We have a telly in the bedroom. Nothing posh but at least flat, unlike the dinosaur sitting in the living room which I'll be donating to the Design Museum before long as one of those laughably enormous pieces of equipment that people actually used to watch in the 80's.

So, my smallish , flattish telly sits in our wardrobe which glows like a scene from Encounters of a Close Kind when the door is shut, as I can't find the button to turn off the luminous blue glow that emanates from within. It  comes with a remote ( notice omission of the second word 'control' - a complete oxymoron ) , just the one, thank God, which you press at random in an attempt to locate a channel. There are about thirty something channels, apparently, but none of them actually work. When I say 'work' I mean display a picture which you can recognise in synch to a soundtrack which doesn't sound like the recipient of a recent tracheotomy.
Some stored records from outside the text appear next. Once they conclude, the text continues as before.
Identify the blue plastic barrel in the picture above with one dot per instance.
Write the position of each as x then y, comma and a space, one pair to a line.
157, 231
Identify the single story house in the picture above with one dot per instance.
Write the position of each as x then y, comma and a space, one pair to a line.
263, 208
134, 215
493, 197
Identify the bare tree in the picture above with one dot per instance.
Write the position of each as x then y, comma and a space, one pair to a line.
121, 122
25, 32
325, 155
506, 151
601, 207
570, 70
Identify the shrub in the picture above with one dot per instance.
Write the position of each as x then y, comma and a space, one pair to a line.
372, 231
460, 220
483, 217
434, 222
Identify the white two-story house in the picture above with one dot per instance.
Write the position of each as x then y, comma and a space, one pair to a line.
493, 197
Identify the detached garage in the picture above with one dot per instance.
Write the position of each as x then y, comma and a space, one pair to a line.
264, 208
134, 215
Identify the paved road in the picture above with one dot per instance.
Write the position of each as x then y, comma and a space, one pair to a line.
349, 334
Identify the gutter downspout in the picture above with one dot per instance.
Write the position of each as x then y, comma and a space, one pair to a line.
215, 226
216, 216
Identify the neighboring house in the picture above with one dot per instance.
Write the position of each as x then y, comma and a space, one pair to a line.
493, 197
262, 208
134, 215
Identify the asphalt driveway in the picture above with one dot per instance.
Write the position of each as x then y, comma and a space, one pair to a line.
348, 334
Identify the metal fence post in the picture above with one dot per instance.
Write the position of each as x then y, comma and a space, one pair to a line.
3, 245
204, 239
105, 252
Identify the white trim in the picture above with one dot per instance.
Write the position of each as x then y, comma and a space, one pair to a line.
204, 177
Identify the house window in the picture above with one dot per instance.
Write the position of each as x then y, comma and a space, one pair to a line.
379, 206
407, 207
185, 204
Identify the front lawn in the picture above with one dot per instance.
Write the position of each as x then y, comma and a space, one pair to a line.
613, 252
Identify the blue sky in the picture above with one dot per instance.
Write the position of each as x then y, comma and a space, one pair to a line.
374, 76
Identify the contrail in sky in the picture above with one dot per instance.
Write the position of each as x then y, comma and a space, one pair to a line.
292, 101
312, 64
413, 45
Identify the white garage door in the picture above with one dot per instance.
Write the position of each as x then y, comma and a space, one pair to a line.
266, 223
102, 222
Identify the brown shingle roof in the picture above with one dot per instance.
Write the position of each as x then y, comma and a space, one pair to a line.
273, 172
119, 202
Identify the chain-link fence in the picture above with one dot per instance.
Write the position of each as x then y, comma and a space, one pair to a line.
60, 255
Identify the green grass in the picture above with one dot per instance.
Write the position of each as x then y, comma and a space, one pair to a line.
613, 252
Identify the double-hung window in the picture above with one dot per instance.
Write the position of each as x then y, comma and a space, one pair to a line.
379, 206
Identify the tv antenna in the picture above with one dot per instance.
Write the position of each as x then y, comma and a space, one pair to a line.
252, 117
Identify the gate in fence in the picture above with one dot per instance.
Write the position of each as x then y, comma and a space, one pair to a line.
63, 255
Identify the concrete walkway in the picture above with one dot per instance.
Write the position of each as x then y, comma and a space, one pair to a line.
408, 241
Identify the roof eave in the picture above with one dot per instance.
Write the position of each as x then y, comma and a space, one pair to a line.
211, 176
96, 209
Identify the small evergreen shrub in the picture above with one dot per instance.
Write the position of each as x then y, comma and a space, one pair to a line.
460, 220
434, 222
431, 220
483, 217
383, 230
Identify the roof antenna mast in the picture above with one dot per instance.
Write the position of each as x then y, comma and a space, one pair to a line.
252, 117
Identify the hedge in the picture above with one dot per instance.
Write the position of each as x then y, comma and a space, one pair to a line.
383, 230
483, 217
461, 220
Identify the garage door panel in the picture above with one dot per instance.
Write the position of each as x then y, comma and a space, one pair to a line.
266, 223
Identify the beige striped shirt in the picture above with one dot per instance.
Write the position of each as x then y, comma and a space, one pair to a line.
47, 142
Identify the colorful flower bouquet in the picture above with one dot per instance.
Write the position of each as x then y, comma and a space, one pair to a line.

So here I am at bedtime trying in desperation to find something, anything to watch. Eventually I narrow down the thirty something ( more like twenty something actually, as at least a dozen are named salubriously along the lines Boobs 'n' Tits or Dave +1 . I'm sure just plain Dave without the 1+ would be bad enough but in case the neanderthals watching it first time around couldn't quite decipher any words longer than one syllable , they clearly needed another dose but then it was probably all pictures of cars and boobs and gadgets anyway so who'd need words ) to just one solitary channel. So much for choice.

So here I am at nearly midnight watching a couple of ponces fannying around in Sicily, gushing about the lemonyness ( yes that's actually what they said and it had 4 syllables) of a lemon sorbet. It got worse , a lot worse. They then went to watch a Good Friday parade from the local church from which a weeping Madonna icon was held head high, borne through the cobbled streets, by costumed locals in celebration of the imminent resurrection of Christ. Gosh , the gushing continued , this is just so ... so .... so Sicilian . Well yes , that may have been because they were in Sicily.

Enough. One last press of the remote and the picture thankfully reduced to the size of a pin prick of light. Silence is golden and not at all pixelated.